The application was granted as prayed. The court authorized the second respondent (Commercial Arbitration Centre) to appoint an arbitrator to determine the disputes between the parties.
Where parties have contractually agreed on a procedure for appointing an arbitrator but one party fails to act as required under that procedure, and the agreement provides no other means for securing the appointment, the High Court has power under Article 11(4) of the Model Law Schedule (Arbitration Act Chapter 7:15) to take 'necessary measures' which includes authorizing an arbitration institution to appoint the arbitrator. The phrase 'necessary measure' must be interpreted broadly in light of the court's inherent jurisdiction to avoid absurd results and ensure that disputes subject to agreed arbitration procedures can be resolved. The principle of sanctity of contract requires that parties adhere to their contractually agreed dispute resolution mechanisms, and courts will enforce such agreements where freely and voluntarily entered into.
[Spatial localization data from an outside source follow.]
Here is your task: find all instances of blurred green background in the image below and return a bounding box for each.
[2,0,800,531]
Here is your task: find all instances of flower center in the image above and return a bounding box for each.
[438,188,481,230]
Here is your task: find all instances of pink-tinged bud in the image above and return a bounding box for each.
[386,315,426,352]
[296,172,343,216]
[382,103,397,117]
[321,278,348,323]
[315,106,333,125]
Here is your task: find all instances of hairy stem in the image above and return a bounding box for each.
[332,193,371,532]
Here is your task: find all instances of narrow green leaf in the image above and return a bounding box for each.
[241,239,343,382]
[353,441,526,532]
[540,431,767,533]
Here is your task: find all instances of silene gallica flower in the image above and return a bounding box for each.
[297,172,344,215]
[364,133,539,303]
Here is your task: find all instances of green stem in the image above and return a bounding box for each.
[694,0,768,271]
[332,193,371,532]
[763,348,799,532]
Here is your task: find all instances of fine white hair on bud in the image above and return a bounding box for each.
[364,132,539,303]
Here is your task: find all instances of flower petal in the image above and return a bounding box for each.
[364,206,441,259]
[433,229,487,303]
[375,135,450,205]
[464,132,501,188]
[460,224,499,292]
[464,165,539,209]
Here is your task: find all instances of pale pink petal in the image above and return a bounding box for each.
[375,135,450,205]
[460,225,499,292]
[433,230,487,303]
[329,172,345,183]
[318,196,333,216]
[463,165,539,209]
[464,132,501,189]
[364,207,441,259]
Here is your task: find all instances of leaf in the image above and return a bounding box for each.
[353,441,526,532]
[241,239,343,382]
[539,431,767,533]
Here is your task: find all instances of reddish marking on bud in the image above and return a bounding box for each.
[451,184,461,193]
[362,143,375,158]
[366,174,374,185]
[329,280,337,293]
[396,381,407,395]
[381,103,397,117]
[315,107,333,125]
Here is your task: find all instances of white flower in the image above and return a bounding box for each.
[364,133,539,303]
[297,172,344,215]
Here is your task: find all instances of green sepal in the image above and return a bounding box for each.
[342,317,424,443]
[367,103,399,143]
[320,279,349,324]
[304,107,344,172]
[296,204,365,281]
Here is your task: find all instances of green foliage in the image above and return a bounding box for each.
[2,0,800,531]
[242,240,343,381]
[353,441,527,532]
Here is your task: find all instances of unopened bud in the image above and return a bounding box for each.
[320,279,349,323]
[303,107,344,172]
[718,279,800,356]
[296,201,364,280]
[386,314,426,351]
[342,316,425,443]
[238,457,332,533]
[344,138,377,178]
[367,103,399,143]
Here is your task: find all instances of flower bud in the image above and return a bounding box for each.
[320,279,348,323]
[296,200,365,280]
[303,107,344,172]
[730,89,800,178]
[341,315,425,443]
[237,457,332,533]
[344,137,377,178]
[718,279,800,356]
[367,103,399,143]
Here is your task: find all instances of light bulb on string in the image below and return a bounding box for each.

The court observed that the lease agreement was a well thought out document but contained a shortcoming in that it failed to provide for all possible eventualities, particularly what would happen where parties failed to mutually agree on appointing an arbitrator. The court noted that parties who commenced discussing rent in 2009 cannot genuinely claim to still be negotiating the same matter six years later. The court also observed that the legislature, in its wisdom, could not have inserted into the Act a clause (Article 11(4)) which served no purpose, and that it remained alive to the inherent jurisdiction of the court in allowing it wide discretion to deal with such matters. The court commented that the law is not crafted to produce absurd results.
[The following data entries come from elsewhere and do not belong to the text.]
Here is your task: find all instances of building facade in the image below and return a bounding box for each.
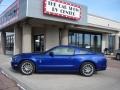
[0,0,120,55]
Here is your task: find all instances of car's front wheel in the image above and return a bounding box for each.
[80,62,95,77]
[19,60,35,75]
[116,53,120,60]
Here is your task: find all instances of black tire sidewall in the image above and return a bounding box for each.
[19,60,35,75]
[80,62,95,77]
[116,54,120,60]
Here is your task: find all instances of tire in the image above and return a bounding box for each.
[19,60,35,75]
[80,62,95,77]
[116,54,120,60]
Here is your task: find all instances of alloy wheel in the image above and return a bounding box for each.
[20,61,35,75]
[80,62,95,77]
[116,54,120,60]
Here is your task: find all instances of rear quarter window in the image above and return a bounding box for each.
[75,49,92,55]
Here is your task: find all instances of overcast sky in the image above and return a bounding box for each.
[0,0,120,22]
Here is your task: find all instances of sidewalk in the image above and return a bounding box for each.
[0,55,29,90]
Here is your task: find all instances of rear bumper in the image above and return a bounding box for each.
[97,66,107,71]
[96,59,107,71]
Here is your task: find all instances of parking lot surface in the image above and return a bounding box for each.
[0,55,120,90]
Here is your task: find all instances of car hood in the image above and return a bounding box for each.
[17,52,40,55]
[13,53,42,58]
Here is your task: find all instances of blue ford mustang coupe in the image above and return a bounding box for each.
[11,46,107,77]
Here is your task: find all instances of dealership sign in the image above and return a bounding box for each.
[43,0,81,20]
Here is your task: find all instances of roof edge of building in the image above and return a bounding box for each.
[88,13,120,24]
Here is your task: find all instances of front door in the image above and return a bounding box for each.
[38,47,76,71]
[34,35,44,52]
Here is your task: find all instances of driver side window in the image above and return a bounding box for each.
[51,47,75,55]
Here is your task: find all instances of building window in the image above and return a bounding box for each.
[59,29,62,45]
[34,34,44,52]
[68,30,102,52]
[6,35,14,51]
[84,34,91,48]
[0,4,18,25]
[119,37,120,49]
[108,34,115,52]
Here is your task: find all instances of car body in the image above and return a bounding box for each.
[11,45,107,77]
[114,49,120,60]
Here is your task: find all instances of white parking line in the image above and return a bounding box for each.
[1,70,9,77]
[17,84,26,90]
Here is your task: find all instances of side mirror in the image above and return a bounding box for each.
[49,52,54,57]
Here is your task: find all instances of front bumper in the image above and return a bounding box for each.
[11,61,19,70]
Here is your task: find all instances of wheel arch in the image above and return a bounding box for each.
[18,59,37,72]
[116,53,120,60]
[80,60,97,70]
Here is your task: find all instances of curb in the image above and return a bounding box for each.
[0,67,32,90]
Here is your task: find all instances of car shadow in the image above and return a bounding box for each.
[9,67,80,76]
[9,67,20,74]
[8,67,98,77]
[36,72,78,75]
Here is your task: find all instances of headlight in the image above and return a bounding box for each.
[12,55,19,61]
[9,57,12,61]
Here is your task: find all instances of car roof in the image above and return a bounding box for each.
[56,45,95,52]
[56,45,85,50]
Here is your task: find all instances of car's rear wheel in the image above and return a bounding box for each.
[80,62,95,77]
[20,60,35,75]
[116,53,120,60]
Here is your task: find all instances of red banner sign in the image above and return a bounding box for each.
[43,0,81,20]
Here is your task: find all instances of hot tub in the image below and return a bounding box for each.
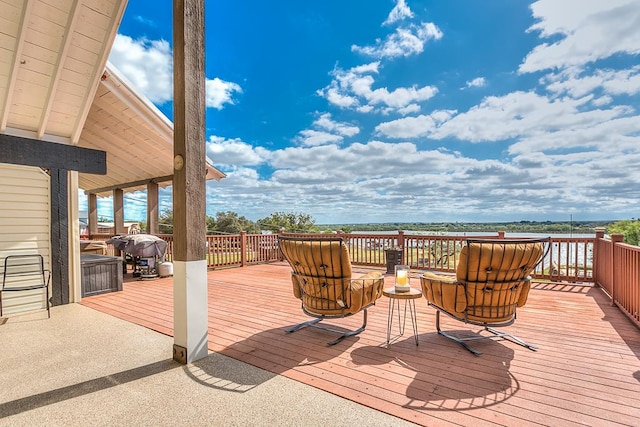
[80,254,123,297]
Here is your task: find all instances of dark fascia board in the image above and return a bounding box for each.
[85,175,174,195]
[0,133,106,174]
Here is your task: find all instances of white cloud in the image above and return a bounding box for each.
[352,22,443,59]
[294,113,359,146]
[507,115,640,155]
[206,136,267,165]
[109,34,173,104]
[591,95,613,107]
[376,91,634,142]
[206,135,640,223]
[374,110,456,138]
[296,130,344,146]
[544,66,640,98]
[520,0,640,73]
[319,62,437,114]
[396,104,421,115]
[313,113,359,137]
[110,34,242,109]
[205,78,243,109]
[322,87,359,108]
[356,105,375,114]
[465,77,486,88]
[383,0,414,26]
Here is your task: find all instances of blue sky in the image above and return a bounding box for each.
[89,0,640,224]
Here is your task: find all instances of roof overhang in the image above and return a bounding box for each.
[78,63,225,196]
[0,0,128,143]
[0,0,225,197]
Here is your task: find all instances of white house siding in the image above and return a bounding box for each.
[0,163,51,315]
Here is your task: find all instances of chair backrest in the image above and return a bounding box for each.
[456,239,547,282]
[279,236,352,278]
[455,238,549,322]
[2,254,47,290]
[278,236,353,314]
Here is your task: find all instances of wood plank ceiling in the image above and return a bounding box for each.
[0,0,224,195]
[0,0,126,142]
[80,64,225,196]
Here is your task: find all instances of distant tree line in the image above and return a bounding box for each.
[327,220,612,234]
[156,210,320,235]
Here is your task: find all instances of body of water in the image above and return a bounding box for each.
[351,230,596,238]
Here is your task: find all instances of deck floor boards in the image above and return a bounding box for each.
[81,262,640,426]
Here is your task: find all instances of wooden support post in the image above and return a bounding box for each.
[88,193,98,236]
[113,188,125,234]
[147,181,159,234]
[240,231,247,267]
[610,234,624,306]
[68,171,81,304]
[593,227,606,287]
[50,168,69,306]
[172,0,208,364]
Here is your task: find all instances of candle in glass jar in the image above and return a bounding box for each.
[396,270,408,286]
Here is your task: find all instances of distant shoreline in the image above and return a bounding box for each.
[348,230,596,238]
[319,220,612,235]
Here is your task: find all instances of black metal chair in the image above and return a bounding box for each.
[420,238,550,355]
[278,236,385,345]
[1,254,51,318]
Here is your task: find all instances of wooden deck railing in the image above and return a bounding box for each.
[89,230,598,280]
[594,231,640,328]
[281,231,597,281]
[87,228,639,328]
This case is significant in Zimbabwean arbitration law as it clarifies the scope of the High Court's powers under Article 11(4) of the Model Law Schedule of the Arbitration Act [Chapter 7:15]. It establishes that the court's power to take 'necessary measures' extends beyond merely appointing an arbitrator directly, and includes authorizing an arbitration institution to make such appointment where parties have agreed on a procedure but failed to implement it. The case reinforces the principle of sanctity of contract in the context of contractual arbitration clauses and demonstrates judicial willingness to facilitate arbitration where parties have contractually agreed to that dispute resolution mechanism. It also clarifies that disputes involving interpretation of lease terms, breach, and parties' rights and obligations fall within arbitration jurisdiction rather than the Commercial Rent Board, even where rent is an issue.